Generalized linear models with zero-inflation and/or ever-dispersion with covariate measurement errors, methods for longitudinal and clustered data and finite mixture models

具有协变量测量误差的零膨胀和/或不断离散的广义线性模型、纵向和聚类数据的方法以及有限混合模型

• 批准号: 8593-2008
• 负责人: Paul, Sudhir
• 金额: $ 1.38万
• 依托单位: University of Windsor
• 依托单位国家: 加拿大
• 项目类别: Discovery Grants Program - Individual
• 财政年份: 2012
• 资助国家: 加拿大
• 起止时间: 2012-01-01 至 2013-12-31
• 项目状态: 已结题
• 来源: https://www.nserc-crsng.gc.ca/ase-oro/Details-Detailles_eng.asp?id=497373
• 关键词: Generalized; linear; models; zero; inflation

Research will be pursued in a number of related areas in which I have been working in the last several years, such as: generalized linear models, count data, proportions and contingency tables with over/under dispersion, zero-inflated generalized linear models, correlated familial and survey data, survival models, longitudinal data analysis and finite mixture models. Research will also be pursued on inference procedures for generalized linear models, specifically for binomial and Poisson regression models with over dispersion and /or zero-inflation involving missing data, model misspecification and covariate measurement errors. Multivariate binary and Poisson (specifically bivariate Poisson) regression models will be studied. Goodness of fit tests and homogeneity testing has been and will be an important area of research. Epidemiological risk measures, such as, risk difference, risk ratio and relative risks for clustered correlated binary data will be studied and new procedures will be developed and compared. Methods for longitudinal Binary and Poisson data will be studied and new procedures involving GEEs will be developed and compared. Random effects, mixed effects models (GLMMs), and homogeneity testing will be studied in this context. Inference on the choice of variance function in semiparametric methodology, such as quasi-likelihood, extended quasi-likelihood, double extended quasi-likelihood will be studied. Inference procedures for the class of skew-normal ( a model providing specific departure from normality) distributions will be studied. Inference for common odds ratio in several 2x2 contingency tables will be studied. Inference procedures, that is, point and interval estimation and hypothesis testing procedures will be developed and evaluated. Tools, such as, maximum likelihood estimation, quasi-likelihood, extended quasi-likelihood, double extended quasi-likelihood, score tests, likelihood ratio tests and bootstrapp tests will be used and evaluated both theoretically and empirically. Rresearch results have and will have direct impact on varieties of fields of application, such as biology, Epidemiology, medical sciences and Engineering.

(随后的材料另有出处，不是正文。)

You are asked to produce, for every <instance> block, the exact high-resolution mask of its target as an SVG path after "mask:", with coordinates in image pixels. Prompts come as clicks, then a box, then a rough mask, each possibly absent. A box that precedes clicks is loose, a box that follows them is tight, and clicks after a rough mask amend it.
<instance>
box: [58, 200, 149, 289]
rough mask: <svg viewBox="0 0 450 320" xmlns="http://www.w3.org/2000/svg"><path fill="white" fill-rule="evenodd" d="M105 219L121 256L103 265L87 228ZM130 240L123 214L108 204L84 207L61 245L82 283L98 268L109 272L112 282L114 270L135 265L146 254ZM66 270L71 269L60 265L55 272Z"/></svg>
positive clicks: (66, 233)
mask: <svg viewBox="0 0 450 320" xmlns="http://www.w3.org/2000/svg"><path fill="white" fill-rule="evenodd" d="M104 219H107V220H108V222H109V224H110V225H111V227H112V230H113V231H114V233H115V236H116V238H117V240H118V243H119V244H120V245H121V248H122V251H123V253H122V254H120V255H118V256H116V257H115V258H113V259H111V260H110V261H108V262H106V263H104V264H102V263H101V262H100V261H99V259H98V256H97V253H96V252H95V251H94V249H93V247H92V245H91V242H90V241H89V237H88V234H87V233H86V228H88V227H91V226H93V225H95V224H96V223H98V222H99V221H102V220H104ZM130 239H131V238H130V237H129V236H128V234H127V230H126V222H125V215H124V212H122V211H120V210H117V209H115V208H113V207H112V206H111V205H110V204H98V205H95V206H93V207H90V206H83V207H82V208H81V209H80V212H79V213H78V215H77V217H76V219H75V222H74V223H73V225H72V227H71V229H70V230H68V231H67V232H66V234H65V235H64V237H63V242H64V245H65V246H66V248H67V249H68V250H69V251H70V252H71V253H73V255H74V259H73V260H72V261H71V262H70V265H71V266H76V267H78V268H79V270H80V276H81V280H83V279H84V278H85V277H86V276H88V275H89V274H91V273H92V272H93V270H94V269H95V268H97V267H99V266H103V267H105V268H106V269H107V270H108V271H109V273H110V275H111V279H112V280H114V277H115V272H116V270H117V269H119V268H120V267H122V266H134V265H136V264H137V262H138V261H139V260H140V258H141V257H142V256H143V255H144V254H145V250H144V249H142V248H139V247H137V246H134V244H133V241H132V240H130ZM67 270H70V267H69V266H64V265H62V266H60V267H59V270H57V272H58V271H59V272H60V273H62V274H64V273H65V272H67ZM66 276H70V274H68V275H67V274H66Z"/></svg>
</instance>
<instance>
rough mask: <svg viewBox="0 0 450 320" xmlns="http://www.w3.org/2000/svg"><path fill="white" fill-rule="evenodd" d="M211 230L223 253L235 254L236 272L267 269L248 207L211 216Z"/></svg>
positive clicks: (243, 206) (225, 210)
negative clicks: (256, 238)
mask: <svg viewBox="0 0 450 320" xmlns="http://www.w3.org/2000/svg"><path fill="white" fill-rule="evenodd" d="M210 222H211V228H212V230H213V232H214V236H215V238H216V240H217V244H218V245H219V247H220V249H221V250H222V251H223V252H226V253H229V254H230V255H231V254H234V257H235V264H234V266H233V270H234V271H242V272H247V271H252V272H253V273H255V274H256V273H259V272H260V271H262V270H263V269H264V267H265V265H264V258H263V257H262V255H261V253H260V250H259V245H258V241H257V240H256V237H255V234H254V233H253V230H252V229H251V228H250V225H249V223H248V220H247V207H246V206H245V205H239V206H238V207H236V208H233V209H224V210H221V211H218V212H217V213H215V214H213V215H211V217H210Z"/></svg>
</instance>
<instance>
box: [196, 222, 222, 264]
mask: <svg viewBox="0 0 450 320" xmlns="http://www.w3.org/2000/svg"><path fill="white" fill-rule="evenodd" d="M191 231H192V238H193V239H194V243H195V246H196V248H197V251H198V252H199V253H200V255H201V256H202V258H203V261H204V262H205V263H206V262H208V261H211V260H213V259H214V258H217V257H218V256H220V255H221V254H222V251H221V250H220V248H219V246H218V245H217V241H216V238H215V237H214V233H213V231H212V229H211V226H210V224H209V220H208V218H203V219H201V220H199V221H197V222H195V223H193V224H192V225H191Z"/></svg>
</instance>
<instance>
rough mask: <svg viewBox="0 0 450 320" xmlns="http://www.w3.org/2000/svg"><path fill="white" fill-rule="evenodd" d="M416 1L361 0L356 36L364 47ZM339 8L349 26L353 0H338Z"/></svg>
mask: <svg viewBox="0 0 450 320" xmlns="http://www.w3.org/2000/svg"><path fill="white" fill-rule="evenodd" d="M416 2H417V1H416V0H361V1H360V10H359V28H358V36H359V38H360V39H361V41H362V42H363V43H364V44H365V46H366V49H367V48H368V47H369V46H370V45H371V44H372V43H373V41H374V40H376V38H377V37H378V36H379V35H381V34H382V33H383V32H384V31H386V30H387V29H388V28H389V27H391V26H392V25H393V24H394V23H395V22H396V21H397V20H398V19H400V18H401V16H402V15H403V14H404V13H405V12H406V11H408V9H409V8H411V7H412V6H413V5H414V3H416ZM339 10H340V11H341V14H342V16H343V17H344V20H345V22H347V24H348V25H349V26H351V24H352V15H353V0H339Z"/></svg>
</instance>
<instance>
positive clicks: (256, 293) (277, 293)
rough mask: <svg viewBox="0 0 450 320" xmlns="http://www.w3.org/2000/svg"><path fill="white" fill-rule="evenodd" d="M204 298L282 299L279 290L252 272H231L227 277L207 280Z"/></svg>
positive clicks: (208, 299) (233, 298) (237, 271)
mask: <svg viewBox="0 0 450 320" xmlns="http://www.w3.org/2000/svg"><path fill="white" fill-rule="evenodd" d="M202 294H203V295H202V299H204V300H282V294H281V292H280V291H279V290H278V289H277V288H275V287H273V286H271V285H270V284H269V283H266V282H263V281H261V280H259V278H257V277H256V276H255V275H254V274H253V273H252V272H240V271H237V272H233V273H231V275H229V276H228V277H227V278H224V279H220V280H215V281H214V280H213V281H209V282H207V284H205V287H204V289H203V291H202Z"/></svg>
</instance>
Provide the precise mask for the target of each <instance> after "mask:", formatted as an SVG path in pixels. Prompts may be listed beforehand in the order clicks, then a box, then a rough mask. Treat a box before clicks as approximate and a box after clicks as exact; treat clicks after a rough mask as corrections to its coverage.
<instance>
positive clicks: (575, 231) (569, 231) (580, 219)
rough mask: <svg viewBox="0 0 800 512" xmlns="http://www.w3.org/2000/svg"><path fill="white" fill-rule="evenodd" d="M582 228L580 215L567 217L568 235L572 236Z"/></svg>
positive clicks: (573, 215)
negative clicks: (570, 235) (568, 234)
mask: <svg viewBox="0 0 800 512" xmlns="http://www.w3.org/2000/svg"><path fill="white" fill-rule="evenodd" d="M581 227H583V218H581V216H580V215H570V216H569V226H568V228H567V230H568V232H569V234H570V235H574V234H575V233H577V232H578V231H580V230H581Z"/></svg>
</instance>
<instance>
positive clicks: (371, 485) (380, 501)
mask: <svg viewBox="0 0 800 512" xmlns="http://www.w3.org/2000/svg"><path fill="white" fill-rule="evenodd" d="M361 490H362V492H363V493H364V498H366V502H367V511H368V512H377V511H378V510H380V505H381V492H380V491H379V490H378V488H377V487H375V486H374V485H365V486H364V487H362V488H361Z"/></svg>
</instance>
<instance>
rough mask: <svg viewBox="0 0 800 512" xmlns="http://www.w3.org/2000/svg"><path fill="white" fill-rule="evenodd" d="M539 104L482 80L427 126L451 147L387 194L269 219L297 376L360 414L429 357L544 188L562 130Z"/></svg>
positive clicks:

在过去几年中我一直在工作的许多相关领域将进行研究，例如：广义线性模型，计数数据，比例和应急表，具有过度/不足，零充气的广义线性模型，相关的家族和调查数据，生存模型，纵向数据分析和有限的混合模型。还将针对广义线性模型的推理程序进行研究，特别是针对二项式和泊松回归模型，具有过度分散和 /或零通货膨胀，涉及丢失的数据，模型错误指定和协变量测量误差。将研究多变量二元和泊松（特别是双变量泊松）回归模型。拟合测试和均匀性测试的优点一直是研究的重要领域。将研究和比较新程序，并将开发并比较新程序，例如，风险差异，风险差异和相对风险，例如风险差异，风险差异和相对风险。将研究纵向二元和泊松数据的方法，并将开发涉及GEE的新程序。在这种情况下，将研究随机效应，混合效应模型（GLMM）和同质性测试。将研究半参数方法中方差函数的选择，例如准类，延长的准类样，双重延长的准类样本。将研究偏斜正常类（提供特定偏离正常性的模型）分布的推理程序。将研究几个2x2应急表中常见优势比的推断。推理程序将开发和评估，即点和间隔估计以及假设测试程序。将使用工具，例如，最大似然估计，准类，扩展的准类型，双重扩展的准类样，得分测试，可能性比率测试和Bootstrapp测试，并在理论上和经验上都使用。研究结果对生物学，流行病学，医学科学和工程等各种领域的品种有直接影响。